A competing infosec company, Fire Eye, has come up with a completely different explanation for the presence of FSB and GRU in the same servers. It deems that proof of superior coordination.

According to data provided for this article by the private cybersecurity company, FireEye, two separate but coordinated teams under the Kremlin are running the campaign. APT 28, also known as “FancyBear,” has been tied to Russia’s foreign military intelligence agency, the Main Intelligence Agency or GRU. APT 29, aka “CozyBear,” has been tied to the Federal Security Service or FSB. Both have been actively targeting the United States. According to FireEye, they have only appeared in the same systems once, which suggests a high level of coordination — a departure from what we have seen and come to expect from Russian intelligence.

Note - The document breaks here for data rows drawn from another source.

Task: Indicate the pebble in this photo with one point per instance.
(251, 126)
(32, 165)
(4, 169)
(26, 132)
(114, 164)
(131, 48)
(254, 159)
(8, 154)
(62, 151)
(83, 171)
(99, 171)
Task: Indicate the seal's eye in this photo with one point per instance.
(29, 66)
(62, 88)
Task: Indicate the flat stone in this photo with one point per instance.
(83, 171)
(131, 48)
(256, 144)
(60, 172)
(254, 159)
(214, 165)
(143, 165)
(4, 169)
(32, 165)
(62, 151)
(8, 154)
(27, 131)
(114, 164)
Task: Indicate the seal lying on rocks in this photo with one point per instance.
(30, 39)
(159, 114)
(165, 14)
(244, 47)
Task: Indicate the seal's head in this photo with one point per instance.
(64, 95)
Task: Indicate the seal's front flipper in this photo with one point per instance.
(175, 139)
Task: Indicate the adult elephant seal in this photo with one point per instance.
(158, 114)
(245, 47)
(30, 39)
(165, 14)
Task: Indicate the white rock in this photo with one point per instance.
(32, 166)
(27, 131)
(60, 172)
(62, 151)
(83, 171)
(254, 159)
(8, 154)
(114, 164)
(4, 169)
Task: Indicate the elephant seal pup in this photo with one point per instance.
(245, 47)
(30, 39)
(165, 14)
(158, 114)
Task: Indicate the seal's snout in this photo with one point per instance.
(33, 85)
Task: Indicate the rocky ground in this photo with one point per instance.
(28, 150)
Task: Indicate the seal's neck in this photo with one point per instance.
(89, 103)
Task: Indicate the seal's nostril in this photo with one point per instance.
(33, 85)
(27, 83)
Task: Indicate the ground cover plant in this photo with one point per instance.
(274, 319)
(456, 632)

Frankly, I’m agnostic about what the answer to this question might be, and find either one plausible. Or, it’s possible we should pay more attention to how unusual it is to have FSB and GRU digging in the same holes and think about whether it might, instead, tell us something else about who did this hack. But it is a datapoint that any theory of the hack should at least acknowledge and try to explain. Most don’t.

Why is GRU using open source tools?

All of which is my long-winded explanation for why I went back and re-read specifically what CrowdStrike said about APT 28 (at a time, we now know but didn’t then, CrowdStrike only had “medium” confidence that the APT 28 hackers of DNC were GRU). It made me realize why the stakes on the APT 28 tool X-Agent — which is not the only tool associated with APT 28 — are so high.

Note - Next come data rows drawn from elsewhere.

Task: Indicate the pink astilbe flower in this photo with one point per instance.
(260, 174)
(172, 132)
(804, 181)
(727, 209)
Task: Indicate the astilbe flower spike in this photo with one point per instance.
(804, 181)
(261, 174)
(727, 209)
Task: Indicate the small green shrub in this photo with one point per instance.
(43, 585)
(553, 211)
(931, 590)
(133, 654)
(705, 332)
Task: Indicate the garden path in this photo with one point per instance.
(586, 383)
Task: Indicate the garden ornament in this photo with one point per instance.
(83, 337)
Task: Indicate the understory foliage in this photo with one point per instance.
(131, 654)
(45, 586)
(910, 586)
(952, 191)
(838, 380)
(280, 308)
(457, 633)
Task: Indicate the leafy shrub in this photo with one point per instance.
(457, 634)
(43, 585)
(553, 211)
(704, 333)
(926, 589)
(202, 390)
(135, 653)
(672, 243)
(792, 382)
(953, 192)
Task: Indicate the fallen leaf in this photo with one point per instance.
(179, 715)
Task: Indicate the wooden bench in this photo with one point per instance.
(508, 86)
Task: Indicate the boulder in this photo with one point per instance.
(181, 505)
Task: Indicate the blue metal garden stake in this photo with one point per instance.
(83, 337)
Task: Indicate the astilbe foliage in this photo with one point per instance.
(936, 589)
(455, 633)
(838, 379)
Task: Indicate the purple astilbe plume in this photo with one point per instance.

FANCY BEAR adversary used different tradecraft, deploying X-Agent malware with capabilities to do remote command execution, file transmission and keylogging. It was executed via rundll32 commands such as:

rundll32.exe “C:\Windows\twain_64.dll”

In addition, FANCY BEAR’s X-Tunnel network tunneling tool, which facilitates connections to NAT-ed environments, was used to also execute remote commands. Both tools were deployed via RemCOM, an open-source replacement for PsExec available from GitHub. They also engaged in a number of anti-forensic analysis measures, such as periodic event log clearing (via wevtutil cl System and wevtutil cl Security commands) and resetting timestamps of files.

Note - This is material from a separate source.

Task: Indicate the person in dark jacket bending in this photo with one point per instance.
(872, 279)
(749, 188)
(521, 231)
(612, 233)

So after a longer section describing APT 29’s tools (which we now know, but which was not known then, were the less important part of the hack), Crowdstrike describes APT 28’s use of X-Agent and X-Tunnel (the latter of which I may come back to), but then also explains that these hackers deployed the APT 28 tools via an open source tool available on GitHub.

I’m no tech wizard, but this detail seems to beg some explanation, as it is awfully curious to have GRU resorting to an outdated open source tool to hack an American political party.

None of this is definitive. None of it changes my inclination that Russia probably is behind the APT 28 hack of the DNC (and, even more convincingly, behind the hack of John Podesta). But these are some details that deserve more attention amid the claims that all the case against GRU (as distinct from Russia) is rock solid.